Ücret Düştükçe Kadro Sorunu Daha Derin Hissediliyor
Araştırmaya göre, ücretler düştükçe kadro sorunu daha derinden hissediliyor. İş ve ücret garantisi ve sendikal haklar da diğer sorun alanı olarak çıkıyor.
Ücret Düzeyi Yükseldikçe İş Sağlığı Ve Güvenliği Algısı Da Değişiyor
Taşeron işçilerinin ücret düzeyi yükseldikçe iş sağlığı ve güvenliğine sahip olduklarına dair algıları da gelişmektedir. Burada ücretler-iş sağlığı ve güvenliği ilişkisinde oransal bakımından ciddi farklar söz konusudur.
Gerçekten 1.000 TL ve altı net ücret elde eden işçilerin yaklaşık yüzde80’i iş sağlığı ve güvenliğine sahip olmadıklarını belirtirken, 1.001-1.600 TL aralığında bu oranı yüzde70’lere yaklaşmakta ve 1.601 TL üzerinde ise yüzde50’lerin altına düşmektedir.
Ücrette Sağlık Sektörü Dipte
Türkiye’de sağlık sektöründe çalışan işçilerin önemli bir kısmının 1.000 TL’nin altında ücret düzeyine sahip olması araştırmanın en çarpıcı sonuçlarından birini oluşturmaktadır. 1.000 TL üzeri ücret seviyesine sahip olan işçilerin yüzde7’yi bile bulmaması sektördeki emeğin ne derecede sömürüldüğünü de bizlere göstermektedir.
Taşeron işçilerin ellerine geçen aylık net ücretler sektörler düzeyinde incelendiğinde sağlık sektöründe büyük bir farklılığın varlığı göze çarpmaktadır. Gerçekten bu sektörde çalışan işçilerin neredeyse yüzde80’i asgari ücret elde etmektedirler. Bu oran belediyelerde yüzde20’ler ve diğer sektörlerde yüzde35’ler düzeyindedir. Bu bağlamda sağlık sektöründe çalışanların yaşam koşullarının, diğer sektörlerde çalışanlara oranla insan onuruna yakışır koşullardan hayli uzak olduğunu söylemek mümkündür.

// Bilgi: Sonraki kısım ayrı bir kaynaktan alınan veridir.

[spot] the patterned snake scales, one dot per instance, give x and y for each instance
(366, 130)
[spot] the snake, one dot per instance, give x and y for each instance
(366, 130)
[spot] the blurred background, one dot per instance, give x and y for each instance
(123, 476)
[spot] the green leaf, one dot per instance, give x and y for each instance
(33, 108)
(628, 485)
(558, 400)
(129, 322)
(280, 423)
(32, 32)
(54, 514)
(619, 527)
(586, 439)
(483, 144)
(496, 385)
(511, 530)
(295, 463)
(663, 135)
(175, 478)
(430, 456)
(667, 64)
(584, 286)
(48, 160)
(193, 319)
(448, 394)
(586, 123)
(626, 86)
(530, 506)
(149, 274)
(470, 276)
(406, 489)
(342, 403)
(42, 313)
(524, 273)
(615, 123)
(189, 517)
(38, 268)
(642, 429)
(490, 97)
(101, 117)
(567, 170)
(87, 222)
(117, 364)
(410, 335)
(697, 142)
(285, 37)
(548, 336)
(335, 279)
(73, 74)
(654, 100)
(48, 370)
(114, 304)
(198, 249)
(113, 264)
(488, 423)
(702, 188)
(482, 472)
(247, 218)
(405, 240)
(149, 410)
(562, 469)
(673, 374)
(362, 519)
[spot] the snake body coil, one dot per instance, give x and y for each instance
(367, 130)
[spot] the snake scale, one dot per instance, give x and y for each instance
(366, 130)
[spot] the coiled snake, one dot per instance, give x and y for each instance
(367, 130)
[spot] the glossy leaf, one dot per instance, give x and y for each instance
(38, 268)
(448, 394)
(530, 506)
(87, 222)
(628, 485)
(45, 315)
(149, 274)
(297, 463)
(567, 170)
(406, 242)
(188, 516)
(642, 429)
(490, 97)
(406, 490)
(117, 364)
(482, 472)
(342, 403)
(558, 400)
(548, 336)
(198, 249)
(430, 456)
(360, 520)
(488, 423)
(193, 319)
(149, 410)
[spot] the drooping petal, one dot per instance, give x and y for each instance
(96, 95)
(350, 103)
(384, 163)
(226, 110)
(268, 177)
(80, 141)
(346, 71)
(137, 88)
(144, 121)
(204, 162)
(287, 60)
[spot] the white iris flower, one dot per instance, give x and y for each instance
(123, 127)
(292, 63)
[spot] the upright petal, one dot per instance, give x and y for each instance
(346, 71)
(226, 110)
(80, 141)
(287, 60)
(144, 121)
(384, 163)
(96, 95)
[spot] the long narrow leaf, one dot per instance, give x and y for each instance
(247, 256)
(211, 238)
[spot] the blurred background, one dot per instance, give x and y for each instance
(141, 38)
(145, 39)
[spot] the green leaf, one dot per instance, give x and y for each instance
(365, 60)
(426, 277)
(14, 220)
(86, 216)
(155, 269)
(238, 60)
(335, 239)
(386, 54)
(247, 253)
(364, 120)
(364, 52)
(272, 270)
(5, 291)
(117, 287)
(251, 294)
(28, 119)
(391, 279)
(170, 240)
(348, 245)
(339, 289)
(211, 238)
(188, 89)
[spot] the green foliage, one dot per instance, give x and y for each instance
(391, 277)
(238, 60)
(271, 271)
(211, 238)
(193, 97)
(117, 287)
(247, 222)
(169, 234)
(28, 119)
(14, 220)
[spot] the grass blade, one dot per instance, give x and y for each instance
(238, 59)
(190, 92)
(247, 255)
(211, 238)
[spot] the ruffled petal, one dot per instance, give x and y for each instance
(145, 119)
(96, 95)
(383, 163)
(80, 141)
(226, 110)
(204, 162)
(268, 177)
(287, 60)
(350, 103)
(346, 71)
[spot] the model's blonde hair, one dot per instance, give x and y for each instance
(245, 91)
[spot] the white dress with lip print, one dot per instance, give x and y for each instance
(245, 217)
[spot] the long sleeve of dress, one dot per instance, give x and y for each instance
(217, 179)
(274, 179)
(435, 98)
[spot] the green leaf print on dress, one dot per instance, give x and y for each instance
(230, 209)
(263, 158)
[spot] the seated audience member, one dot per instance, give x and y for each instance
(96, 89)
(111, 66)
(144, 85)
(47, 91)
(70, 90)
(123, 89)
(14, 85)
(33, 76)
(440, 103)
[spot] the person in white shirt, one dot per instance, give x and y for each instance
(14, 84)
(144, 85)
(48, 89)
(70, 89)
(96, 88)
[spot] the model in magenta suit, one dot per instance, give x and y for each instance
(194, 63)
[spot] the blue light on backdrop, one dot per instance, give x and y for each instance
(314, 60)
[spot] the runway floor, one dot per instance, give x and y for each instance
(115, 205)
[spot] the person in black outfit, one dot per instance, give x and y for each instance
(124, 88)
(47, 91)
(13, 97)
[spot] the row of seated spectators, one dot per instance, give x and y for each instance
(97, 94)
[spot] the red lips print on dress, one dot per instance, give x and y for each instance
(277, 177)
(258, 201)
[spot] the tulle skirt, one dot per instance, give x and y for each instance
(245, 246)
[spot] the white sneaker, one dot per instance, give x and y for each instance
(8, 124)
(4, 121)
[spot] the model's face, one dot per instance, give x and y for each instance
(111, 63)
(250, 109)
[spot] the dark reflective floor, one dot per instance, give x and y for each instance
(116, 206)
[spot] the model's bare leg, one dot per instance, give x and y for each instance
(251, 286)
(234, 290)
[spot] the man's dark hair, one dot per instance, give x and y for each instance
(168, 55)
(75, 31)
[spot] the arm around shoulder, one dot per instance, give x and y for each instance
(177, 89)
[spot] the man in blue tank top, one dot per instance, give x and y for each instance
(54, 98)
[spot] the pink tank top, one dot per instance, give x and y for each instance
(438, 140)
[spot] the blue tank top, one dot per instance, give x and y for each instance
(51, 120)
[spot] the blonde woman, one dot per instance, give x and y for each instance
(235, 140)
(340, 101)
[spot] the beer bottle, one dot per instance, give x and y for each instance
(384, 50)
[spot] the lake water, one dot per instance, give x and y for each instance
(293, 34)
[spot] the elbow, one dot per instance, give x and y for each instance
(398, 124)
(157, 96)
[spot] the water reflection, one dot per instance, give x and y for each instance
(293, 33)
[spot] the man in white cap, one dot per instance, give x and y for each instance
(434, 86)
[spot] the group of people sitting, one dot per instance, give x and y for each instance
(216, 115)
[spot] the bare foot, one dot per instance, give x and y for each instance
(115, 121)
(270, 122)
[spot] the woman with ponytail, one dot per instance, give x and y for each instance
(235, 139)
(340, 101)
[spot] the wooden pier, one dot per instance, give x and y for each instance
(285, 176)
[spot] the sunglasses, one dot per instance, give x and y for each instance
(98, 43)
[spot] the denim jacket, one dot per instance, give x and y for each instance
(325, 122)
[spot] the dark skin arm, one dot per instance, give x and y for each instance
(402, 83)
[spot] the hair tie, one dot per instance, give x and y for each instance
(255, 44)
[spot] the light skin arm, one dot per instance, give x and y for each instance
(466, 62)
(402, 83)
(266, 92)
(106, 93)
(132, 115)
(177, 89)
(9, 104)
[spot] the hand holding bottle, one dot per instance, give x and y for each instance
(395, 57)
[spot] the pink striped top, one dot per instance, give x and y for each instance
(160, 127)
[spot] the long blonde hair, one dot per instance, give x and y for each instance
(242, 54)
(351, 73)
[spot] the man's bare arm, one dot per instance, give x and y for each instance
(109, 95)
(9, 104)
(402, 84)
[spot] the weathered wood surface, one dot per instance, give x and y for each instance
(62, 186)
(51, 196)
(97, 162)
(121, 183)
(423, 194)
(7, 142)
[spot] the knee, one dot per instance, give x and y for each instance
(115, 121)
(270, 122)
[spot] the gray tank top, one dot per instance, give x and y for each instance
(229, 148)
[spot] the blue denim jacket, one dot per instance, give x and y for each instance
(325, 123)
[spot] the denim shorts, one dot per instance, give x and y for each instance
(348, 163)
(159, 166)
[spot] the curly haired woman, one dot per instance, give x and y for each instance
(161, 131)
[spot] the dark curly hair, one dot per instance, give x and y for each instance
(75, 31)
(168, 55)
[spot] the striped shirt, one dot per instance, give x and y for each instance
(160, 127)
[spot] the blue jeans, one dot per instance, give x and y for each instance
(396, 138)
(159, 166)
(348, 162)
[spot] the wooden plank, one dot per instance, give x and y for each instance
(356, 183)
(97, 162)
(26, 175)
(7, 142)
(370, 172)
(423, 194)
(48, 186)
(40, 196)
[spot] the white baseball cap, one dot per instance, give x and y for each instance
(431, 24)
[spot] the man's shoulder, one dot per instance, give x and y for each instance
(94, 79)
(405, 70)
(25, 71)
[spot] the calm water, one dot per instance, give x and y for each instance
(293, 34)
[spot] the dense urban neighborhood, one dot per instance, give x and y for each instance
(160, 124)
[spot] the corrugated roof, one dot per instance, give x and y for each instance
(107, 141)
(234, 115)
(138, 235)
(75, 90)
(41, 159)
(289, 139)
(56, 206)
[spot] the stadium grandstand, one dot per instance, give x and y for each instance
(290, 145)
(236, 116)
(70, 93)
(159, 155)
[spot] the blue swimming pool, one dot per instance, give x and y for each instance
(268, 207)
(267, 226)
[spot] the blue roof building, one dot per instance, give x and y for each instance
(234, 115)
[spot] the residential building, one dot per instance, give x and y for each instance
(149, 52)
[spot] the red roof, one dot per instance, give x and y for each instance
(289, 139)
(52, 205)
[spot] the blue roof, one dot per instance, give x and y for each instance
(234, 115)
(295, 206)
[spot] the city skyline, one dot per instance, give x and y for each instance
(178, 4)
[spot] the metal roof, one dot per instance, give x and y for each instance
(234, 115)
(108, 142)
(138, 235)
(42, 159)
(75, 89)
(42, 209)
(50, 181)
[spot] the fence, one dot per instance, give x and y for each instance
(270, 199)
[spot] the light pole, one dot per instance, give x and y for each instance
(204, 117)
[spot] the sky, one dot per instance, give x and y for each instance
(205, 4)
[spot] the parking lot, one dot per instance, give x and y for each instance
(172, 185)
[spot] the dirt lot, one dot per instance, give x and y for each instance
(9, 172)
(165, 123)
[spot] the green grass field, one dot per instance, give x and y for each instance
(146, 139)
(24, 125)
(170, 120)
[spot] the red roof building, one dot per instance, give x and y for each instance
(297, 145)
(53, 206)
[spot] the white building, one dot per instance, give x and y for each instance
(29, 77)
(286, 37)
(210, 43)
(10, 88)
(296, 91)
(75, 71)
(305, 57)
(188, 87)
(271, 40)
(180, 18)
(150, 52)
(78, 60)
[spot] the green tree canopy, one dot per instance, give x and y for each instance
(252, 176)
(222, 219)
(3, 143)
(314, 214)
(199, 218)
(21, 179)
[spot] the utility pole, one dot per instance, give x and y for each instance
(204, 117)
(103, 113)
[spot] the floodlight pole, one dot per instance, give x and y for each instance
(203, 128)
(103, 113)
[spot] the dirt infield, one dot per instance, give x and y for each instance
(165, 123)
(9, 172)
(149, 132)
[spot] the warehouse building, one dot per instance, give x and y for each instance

Sağlık Sektöründe Ücretler de Zamanında Ödenmiyor
Türkiye’de sağlık sektöründe taşeron işçi olarak çalışanların hem ücret düzeylerinin düşük olması hem de ücretlerini zamanında alamamaları bu sektördeki taşeron varlığını ciddi anlamda sorgulanmasını gerektirmektedir.
Sonuç olarak, Taşeron İşçi Gerçeği Araştırması, Türkiye’de bu konunun çalışma hayatının yapısal bir sorunu hâline geldiğini çeşitli bulgularla açıkça ortaya koymaktadır. Her geçen gün derinleşen sorunun, mevcut düzenlemeler ve politikalarla çözülmesinin imkânsız olduğu da görülen diğer bir gerçektir.